Does unstable modes in svsl matters?

Hi all:

Recently days, I am learning how to consider vibrational contribution in cluster expansion. When I get the static calculation result and fit successfully, I run ‘foreachfile str_relax.out pwd ; svsl -d’. However the program inform me a lot of unstable configurations. I know from manual that we need to find out this unstable mode and generate perturbations along the unstable directions. However what I concern is, does those modes matters in vibrational free energy of a structure using the Stiffness VS Length method? Because the configurations I selected in fitting stiffness are all ground states, they are tought to be stable by program. Those configurations who are unstable are acutally above ground states. In principle, they should not influence the fitting process and vibrational energy calculation, right? So, in this case, can I ignore those unstable modes and force svsl to continue on all structures including those unstable modes by svsl -fn?

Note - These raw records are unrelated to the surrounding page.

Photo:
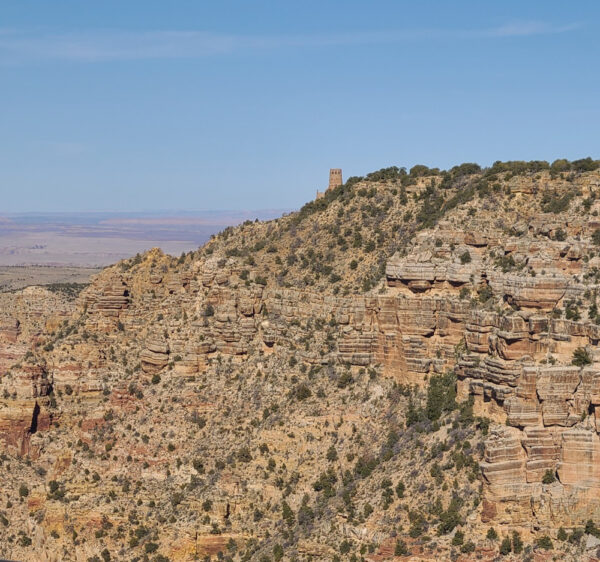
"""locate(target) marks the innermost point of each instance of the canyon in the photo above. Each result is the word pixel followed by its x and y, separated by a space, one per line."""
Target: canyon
pixel 396 370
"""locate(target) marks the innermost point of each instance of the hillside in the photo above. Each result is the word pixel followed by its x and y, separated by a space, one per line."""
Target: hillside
pixel 406 366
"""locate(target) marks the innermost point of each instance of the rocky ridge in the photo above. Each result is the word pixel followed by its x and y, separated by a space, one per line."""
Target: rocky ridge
pixel 284 392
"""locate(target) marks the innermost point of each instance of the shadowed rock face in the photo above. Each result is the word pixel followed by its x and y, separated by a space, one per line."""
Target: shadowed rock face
pixel 497 290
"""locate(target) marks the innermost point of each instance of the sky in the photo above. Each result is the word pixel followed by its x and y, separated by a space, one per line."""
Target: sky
pixel 147 105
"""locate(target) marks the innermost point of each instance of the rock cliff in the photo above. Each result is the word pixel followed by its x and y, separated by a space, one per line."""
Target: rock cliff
pixel 403 366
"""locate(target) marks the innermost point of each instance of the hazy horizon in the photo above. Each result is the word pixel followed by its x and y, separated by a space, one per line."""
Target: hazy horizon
pixel 238 105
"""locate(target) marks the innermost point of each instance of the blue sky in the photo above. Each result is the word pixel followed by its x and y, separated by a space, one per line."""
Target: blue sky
pixel 149 105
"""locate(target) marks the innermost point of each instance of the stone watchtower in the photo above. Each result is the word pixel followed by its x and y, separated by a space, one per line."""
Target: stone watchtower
pixel 335 179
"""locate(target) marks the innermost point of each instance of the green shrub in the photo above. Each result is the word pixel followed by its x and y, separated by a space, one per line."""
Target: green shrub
pixel 544 542
pixel 401 549
pixel 505 546
pixel 581 357
pixel 549 477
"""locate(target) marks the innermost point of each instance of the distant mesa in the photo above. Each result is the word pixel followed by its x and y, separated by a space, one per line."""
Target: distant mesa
pixel 335 180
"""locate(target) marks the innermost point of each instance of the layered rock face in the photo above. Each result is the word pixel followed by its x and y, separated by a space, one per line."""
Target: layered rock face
pixel 172 379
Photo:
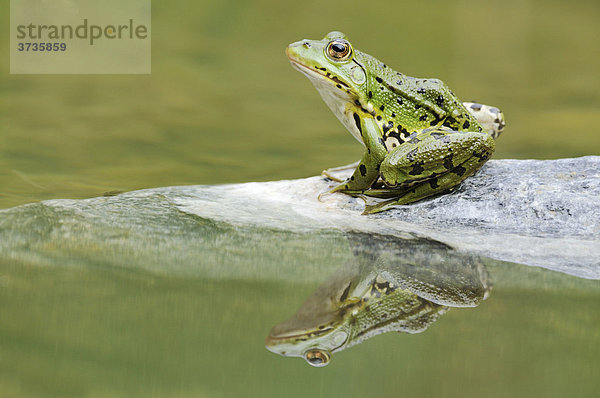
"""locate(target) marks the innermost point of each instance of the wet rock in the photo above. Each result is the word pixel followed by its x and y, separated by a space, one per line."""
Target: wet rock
pixel 537 212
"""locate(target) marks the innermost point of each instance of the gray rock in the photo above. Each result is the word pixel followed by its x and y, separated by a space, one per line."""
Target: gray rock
pixel 543 213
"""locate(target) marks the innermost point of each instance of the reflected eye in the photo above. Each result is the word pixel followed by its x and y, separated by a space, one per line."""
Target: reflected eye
pixel 339 50
pixel 317 357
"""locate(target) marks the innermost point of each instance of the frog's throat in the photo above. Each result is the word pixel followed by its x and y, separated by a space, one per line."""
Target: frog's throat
pixel 339 100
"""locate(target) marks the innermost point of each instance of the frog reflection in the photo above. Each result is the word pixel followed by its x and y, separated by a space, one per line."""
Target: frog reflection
pixel 391 284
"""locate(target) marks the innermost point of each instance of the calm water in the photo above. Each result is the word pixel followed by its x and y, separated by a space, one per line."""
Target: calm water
pixel 223 105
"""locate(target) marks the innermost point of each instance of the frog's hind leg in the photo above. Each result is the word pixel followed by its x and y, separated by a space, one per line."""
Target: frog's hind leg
pixel 433 163
pixel 490 117
pixel 329 172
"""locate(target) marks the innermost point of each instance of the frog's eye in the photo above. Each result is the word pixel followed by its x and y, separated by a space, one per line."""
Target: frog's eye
pixel 317 357
pixel 339 50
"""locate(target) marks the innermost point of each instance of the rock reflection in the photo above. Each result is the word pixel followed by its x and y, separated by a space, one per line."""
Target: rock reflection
pixel 391 284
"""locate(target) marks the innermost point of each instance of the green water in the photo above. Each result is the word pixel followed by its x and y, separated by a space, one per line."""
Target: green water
pixel 223 105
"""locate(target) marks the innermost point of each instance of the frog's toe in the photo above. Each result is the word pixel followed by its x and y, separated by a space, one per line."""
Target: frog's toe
pixel 341 187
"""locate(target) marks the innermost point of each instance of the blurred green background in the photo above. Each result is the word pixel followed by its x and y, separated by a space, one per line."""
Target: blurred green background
pixel 223 105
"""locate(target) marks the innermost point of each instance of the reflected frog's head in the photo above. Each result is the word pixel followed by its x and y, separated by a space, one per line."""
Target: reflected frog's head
pixel 314 332
pixel 389 285
pixel 331 65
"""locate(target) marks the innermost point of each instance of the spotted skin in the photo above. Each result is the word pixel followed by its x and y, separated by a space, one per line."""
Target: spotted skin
pixel 420 139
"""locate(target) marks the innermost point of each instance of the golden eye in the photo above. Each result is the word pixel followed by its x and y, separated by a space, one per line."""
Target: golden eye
pixel 339 50
pixel 317 357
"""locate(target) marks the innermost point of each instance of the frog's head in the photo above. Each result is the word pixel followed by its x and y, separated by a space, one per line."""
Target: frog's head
pixel 314 345
pixel 313 333
pixel 331 66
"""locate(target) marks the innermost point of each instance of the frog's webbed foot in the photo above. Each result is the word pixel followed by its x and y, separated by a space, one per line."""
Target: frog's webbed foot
pixel 328 173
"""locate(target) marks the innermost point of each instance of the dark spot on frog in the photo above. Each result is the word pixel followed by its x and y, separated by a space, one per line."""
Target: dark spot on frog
pixel 448 162
pixel 459 170
pixel 387 126
pixel 417 169
pixel 363 170
pixel 357 122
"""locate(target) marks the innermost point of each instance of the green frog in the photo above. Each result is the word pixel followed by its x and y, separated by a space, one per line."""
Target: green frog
pixel 420 139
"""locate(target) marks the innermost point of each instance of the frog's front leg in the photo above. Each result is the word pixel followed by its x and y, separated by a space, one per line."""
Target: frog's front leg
pixel 432 163
pixel 367 171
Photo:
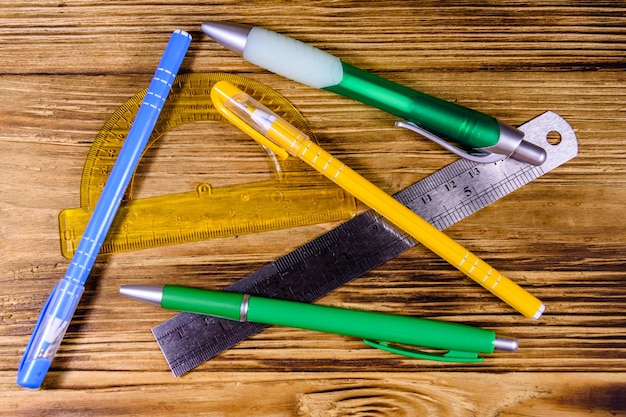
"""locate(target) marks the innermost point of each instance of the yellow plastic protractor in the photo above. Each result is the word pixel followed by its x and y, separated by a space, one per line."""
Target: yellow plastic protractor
pixel 295 196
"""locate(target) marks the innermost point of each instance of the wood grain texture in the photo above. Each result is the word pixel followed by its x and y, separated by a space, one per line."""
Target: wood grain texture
pixel 66 67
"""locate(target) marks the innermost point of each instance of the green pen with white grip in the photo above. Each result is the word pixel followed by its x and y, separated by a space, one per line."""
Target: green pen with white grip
pixel 484 138
pixel 389 332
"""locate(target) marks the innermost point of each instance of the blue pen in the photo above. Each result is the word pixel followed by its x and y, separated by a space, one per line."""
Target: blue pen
pixel 63 300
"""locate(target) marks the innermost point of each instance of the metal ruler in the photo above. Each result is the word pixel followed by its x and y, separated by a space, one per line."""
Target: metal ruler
pixel 364 243
pixel 296 195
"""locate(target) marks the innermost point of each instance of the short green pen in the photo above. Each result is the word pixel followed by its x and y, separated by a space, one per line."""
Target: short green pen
pixel 389 332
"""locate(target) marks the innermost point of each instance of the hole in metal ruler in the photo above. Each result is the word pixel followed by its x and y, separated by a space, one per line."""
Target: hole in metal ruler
pixel 554 138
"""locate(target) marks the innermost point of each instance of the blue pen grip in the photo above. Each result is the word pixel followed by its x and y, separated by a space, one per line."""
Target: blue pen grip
pixel 59 309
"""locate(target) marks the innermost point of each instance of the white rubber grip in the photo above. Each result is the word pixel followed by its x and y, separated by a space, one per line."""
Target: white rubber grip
pixel 292 59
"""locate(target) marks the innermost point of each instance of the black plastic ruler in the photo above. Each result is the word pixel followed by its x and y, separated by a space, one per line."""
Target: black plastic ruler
pixel 364 243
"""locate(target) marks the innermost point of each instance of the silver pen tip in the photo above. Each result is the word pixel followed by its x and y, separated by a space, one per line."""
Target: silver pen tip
pixel 505 344
pixel 146 293
pixel 230 35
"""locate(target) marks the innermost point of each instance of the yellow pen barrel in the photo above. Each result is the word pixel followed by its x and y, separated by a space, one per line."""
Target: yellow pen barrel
pixel 401 216
pixel 272 131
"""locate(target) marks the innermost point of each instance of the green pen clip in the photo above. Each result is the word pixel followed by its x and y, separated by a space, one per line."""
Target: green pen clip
pixel 449 356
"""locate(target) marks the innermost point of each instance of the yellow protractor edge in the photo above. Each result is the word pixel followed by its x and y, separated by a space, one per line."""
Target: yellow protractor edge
pixel 261 92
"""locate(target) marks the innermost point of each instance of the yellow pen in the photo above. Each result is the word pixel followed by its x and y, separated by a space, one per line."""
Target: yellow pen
pixel 283 139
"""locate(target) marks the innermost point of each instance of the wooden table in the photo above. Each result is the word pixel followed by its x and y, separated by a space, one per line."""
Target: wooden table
pixel 66 67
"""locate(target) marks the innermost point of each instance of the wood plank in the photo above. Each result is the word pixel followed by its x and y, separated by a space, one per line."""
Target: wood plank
pixel 67 65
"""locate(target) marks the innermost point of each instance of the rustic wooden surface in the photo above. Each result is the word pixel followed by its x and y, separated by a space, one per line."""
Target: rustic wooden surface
pixel 67 65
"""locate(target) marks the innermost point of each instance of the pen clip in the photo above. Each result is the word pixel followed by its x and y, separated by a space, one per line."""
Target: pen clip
pixel 223 91
pixel 482 157
pixel 449 356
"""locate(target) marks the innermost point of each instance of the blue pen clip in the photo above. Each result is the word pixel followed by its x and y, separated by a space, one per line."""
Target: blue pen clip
pixel 449 356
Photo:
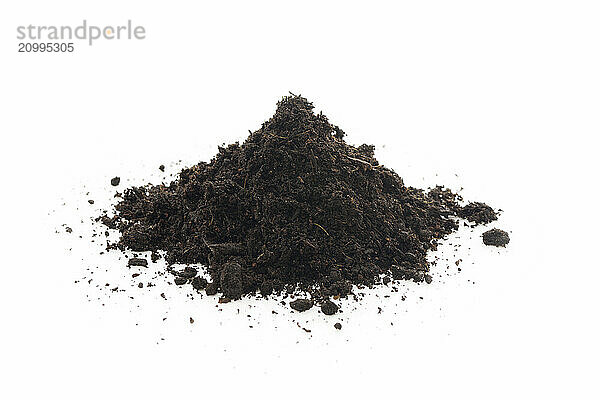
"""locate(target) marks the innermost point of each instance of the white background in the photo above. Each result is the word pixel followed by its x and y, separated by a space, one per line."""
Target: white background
pixel 498 97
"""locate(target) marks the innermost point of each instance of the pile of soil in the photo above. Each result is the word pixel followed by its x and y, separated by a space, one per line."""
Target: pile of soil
pixel 292 208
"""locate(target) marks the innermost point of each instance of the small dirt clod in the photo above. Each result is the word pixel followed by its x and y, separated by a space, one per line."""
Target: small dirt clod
pixel 496 237
pixel 301 305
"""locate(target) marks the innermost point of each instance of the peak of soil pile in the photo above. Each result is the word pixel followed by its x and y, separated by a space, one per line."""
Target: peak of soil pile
pixel 294 206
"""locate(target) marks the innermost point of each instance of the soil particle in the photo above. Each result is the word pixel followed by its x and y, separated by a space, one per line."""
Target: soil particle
pixel 301 305
pixel 329 307
pixel 479 213
pixel 292 208
pixel 180 281
pixel 199 283
pixel 496 237
pixel 137 262
pixel 211 289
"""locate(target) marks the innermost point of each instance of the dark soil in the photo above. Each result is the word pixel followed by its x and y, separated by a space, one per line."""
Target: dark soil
pixel 292 208
pixel 301 305
pixel 329 307
pixel 115 181
pixel 496 237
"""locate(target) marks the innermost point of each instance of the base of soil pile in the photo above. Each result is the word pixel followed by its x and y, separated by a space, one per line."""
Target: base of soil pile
pixel 292 208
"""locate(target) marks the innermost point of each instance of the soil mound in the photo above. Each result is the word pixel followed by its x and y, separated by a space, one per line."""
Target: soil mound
pixel 293 207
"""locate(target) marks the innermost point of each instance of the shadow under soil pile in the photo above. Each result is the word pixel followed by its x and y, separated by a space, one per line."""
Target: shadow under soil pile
pixel 293 207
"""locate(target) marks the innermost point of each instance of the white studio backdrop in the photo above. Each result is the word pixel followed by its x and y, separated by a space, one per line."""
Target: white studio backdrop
pixel 500 98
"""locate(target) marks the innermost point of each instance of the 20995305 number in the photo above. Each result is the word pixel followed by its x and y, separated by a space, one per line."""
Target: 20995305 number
pixel 46 47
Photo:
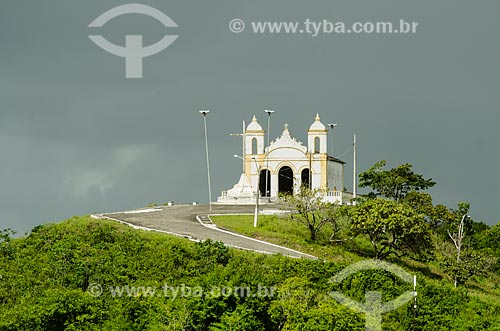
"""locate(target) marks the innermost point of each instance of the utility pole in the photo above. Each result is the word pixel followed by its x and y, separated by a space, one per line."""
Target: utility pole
pixel 242 135
pixel 332 126
pixel 354 183
pixel 204 112
pixel 269 112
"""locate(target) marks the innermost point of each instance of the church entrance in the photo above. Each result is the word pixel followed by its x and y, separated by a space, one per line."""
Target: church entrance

svsl uses an approximation (transferability of the force constants) to calculation the phonon dos quickly. This may cause fictitious unstable structures. 3 solutions:

  1. ignore them: the default (without -fn) is to not output the free energy and so clusterexpand will not include those in the fit. This is the simplest if there are enough structures to get decent fit.
  2. include them using the -fn option of svsl. There is a failsafe mechanism: the free energy ignore the unstable modes, but the contribution of the other modes are scaled so that there still 3N-3 vibrational modes.
  3. Use the more expensive fitfc. There, for sufficiently long-range springs, a truly stable structure, should show up as stable.